O presidente Luiz Inácio Lula da Silva (PT) começa a compreender, ainda que tardiamente, o peso político da segurança pública — tema que, historicamente, foi tratado com constrangimento pela esquerda brasileira. O recado veio a fogo cruzado do Complexo do Alemão e da Penha, onde a megaoperação “Contenção” deixou mais de 120 mortos, entre eles quatro policiais, em uma das ações mais letais da história do Rio de Janeiro. O problema não é apenas o número de mortos. É o silêncio do presidente por mais de 24 horas diante do maior enfrentamento contra o narcotráfico dos últimos anos.
Em meio à crise, Lula preferiu o cauteloso distanciamento. Evitou se posicionar claramente, mediu palavras, deixou que auxiliares se expusessem e, apenas após forte pressão pública e desgaste político, passou a adotar discursos mais duros e a anunciar medidas que, na prática, são reações táticas e apressadas. O projeto de lei “antifacção”, a criação de um escritório emergencial no Rio, o envio de peritos da PF e, por fim, a retórica de “combate ao crime organizado” — tudo isso, com o timbre da pressa, soa mais como um cálculo político do que como compromisso de Estado.

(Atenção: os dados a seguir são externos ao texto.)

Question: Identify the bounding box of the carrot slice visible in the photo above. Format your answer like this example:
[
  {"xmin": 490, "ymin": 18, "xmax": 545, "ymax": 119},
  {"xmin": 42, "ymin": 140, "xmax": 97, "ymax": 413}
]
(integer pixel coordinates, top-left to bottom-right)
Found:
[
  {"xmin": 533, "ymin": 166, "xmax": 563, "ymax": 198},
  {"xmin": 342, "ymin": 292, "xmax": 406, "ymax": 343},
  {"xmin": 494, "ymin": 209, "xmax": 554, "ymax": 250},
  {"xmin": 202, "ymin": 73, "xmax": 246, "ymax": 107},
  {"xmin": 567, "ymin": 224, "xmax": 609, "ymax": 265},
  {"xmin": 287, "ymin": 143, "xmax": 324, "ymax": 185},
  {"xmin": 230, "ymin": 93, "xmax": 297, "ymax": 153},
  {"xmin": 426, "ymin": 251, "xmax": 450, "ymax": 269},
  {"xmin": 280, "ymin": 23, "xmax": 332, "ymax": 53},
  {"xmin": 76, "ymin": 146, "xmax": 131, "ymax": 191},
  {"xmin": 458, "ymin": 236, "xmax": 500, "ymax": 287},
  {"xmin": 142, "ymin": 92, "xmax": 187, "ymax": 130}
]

Segurança: um tema fora do radar petista
A segurança pública nunca foi o tema preferido do PT. O partido sempre apostou no viés social do combate ao crime, focado em programas de inclusão e pacificação. No entanto, o atual cenário escancarou uma dura realidade: o tráfico armado controla territórios inteiros no país e não há política social que prospere em meio ao domínio das facções.
O eleitorado, por sua vez, está cada vez menos disposto a tolerar ambiguidades. Levantamento recente do instituto Paraná Pesquisas revelou que 69,6% dos cariocas apoiaram a operação policial, e 67,9% defendem que ações semelhantes se repitam. O número é expressivo e ultrapassa ideologias. Reflete o clamor de um cidadão comum, cercado pela violência cotidiana, que quer a presença do Estado com autoridade e eficiência.
Politicagem e reação tardia
A tentativa do Planalto de se posicionar só após o desgaste é típica de quem teme mais a repercussão política do que o problema real. A operação Contenção foi precedida por meses de avanço do crime organizado em comunidades urbanas, e o governo federal, mesmo ciente do problema, permaneceu inerte. Quando o governador Cláudio Castro (PL) declarou que o estado estava “sozinho” no combate ao tráfico, abriu-se uma crise que poderia ter sido evitada com articulação prévia e coordenação institucional — mas que acabou sendo instrumentalizada pelo Palácio do Planalto como palanque improvisado.
Agora, com o envio apressado de comitivas ministeriais, promessas de endurecimento da legislação e sinalizações de alinhamento com os Estados Unidos para troca de informações sobre segurança, o governo Lula tenta recuperar o terreno perdido. Mas soa artificial. O eleitor percebe. A população sabe distinguir governança de oportunismo.
Fatura de 2026
O tema da segurança pública estará no centro do debate eleitoral de 2026 — e quem entender isso com antecedência terá vantagem. Lula, que hoje ainda ostenta certa estabilidade nas pesquisas nacionais, pode ver essa base erodir nos grandes centros urbanos caso continue tratando a segurança como um tema de segundo escalão.
A oposição, especialmente governadores do campo da centro-direita, já percebeu o vácuo. O “Consórcio da Paz” — aliança recém-criada entre estados como Rio de Janeiro, Goiás e Paraná — surge como resposta organizada, independente e, mais importante, funcional. Na prática, são os governadores que estão oferecendo à população a resposta que Brasília hesitou em formular.
O desgaste de Lula nesse tema é cumulativo. A ADPF das Favelas, o silêncio diante da escalada do crime em territórios urbanos, a crítica seletiva a operações policiais e o envio tardio de projetos ao Congresso são movimentos que, para o eleitor comum, se traduzem em uma só palavra: omissão.
O combate ao crime organizado não pode ser um ato de marketing político. Precisa ser política de Estado — firme, coordenada e sustentada por ações reais, não por coletivas de imprensa. O Planalto terá de escolher: ou se compromete de forma autêntica com a segurança pública e reconhece que o narcotráfico já se infiltrou nas veias do país, ou corre o risco de, mais uma vez, perder a periferia — a mesma periferia que em 2022 ajudou a elegê-lo e que em 2026 pode decidir virar a página.